Anyway, Brown's in town at last. He opened two weeks ago what he describes as "a frantic and fast-paced eatery, serving unpretentious food on plates to share".
They don't take bookings, so the Professor and I were not hopeful when we arrived on a Friday evening and found the place so full that I doubt you could have slipped a Wall St banker's conscience in there. But the extremely personable woman at front of house said she was sure she could seat us within 15 minutes and did so in four.
Our spot, at the bar overlooking the kitchen, meant that we were away from the worst of the noise of the bellowing Friday-night suits and we had an excellent view of chef Kyle Street (a Logan Brown alumnus) and his busy team. (Brown was not in the kitchen but acting only as a genial and hospitable maitre d').
Thus positioned, we could get a look at dishes before deciding whether to order them. This was fatal since everything looked so damn good that we ordered more than we should have really and had no room for either of the desserts.
The by-the-glass (well, tumbler, actually) wine list runs to 18 names, far from all of them familiar, and adds an "on tap" option for $13 and $24 the 250ml/500ml carafe. If you end up spending a lot of money here, it will be because - like us - you ate too much.
It must be said that is a pitfall hard to avoid. In a separate "raw bar" they shuck to order Tio Point (Marlborough) and Orongo Bay (Northland) oysters, and clams, too, with sensational dipping sauces (the rock-sugar ginger syrup made me forswear my habit of only eating oysters natural).

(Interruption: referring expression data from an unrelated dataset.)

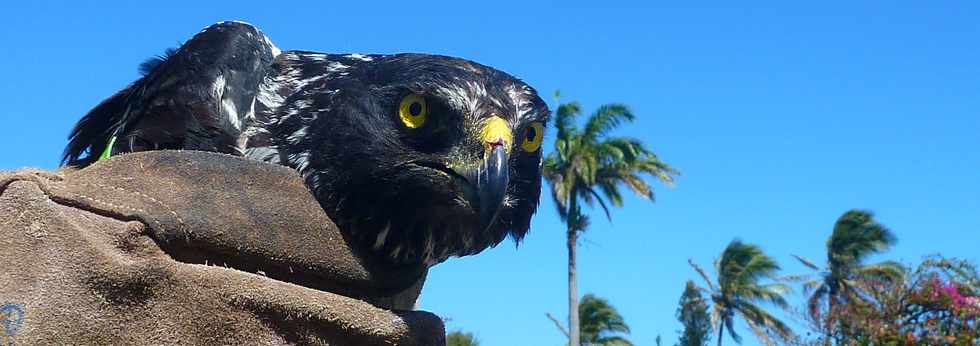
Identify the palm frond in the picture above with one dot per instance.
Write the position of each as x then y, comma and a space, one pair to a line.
888, 271
753, 314
857, 235
606, 118
807, 262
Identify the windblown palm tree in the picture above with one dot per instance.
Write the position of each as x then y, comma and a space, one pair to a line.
738, 292
601, 324
588, 164
856, 236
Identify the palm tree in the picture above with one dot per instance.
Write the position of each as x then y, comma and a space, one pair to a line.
856, 236
601, 324
588, 161
738, 292
460, 338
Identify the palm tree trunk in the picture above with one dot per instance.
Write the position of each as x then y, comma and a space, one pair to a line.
721, 329
573, 324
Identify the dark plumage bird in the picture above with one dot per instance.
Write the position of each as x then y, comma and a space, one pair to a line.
417, 157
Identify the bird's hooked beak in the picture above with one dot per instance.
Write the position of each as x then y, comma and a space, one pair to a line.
493, 177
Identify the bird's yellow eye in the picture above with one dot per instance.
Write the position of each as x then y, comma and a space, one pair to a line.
413, 111
533, 137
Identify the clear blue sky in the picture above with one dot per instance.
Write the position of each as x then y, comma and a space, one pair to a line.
781, 117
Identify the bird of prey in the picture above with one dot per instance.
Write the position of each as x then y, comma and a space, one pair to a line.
417, 157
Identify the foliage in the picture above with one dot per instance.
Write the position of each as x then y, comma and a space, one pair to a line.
692, 312
601, 324
590, 165
587, 161
738, 292
460, 338
939, 303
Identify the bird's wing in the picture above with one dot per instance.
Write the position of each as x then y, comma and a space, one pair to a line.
196, 97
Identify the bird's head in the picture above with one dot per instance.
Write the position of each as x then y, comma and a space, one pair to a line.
416, 157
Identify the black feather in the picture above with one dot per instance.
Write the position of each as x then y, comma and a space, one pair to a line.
402, 193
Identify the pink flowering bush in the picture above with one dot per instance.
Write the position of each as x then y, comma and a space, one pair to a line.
937, 304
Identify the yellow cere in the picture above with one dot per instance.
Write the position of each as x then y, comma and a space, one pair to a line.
413, 111
533, 137
496, 129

We exulted in firm pink cubes of kingfish sashimi, dressed with a peppery oyster cream and matchsticks of crisp apple; the falafel was electrically, though not distressingly, spicy, a memorable take on a dish that is often bland and unimaginative.
For my money, the lamb's tongue was not best served by being mixed through a leafy salad: the distinctive flavour of the meat was somewhat lost in the welter of tastes. And the tortillas of battered snapper didn't work either, really, with the two levels of carbohydrate.
But the potato skins with manchego were like a bowl of chips served in some celestial pub and the roasted pork hock, with its thin, toffee-brittle crackling and flesh falling off the bone, was an absolute treat.
This place, which will be heaving come World Cup time, bodes well for the thoughtful redevelopment of SkyCity's dining options. Welcome to Auckland, Al. What took you so long?
Need to know
Value: $$$
$ = $20-$40; $$ = 40-60; $$$ = $60+.
(Price guide reflects three courses for one person without drinks.)
Also try:
Peter Gordon's Bellota
It is still the benchmark establishment for authentic tapas, pintxos and montaditos. A pan de Fernando and a glass of wine will whisk you to Spain for less than $20. Breathe it in. Lap it up.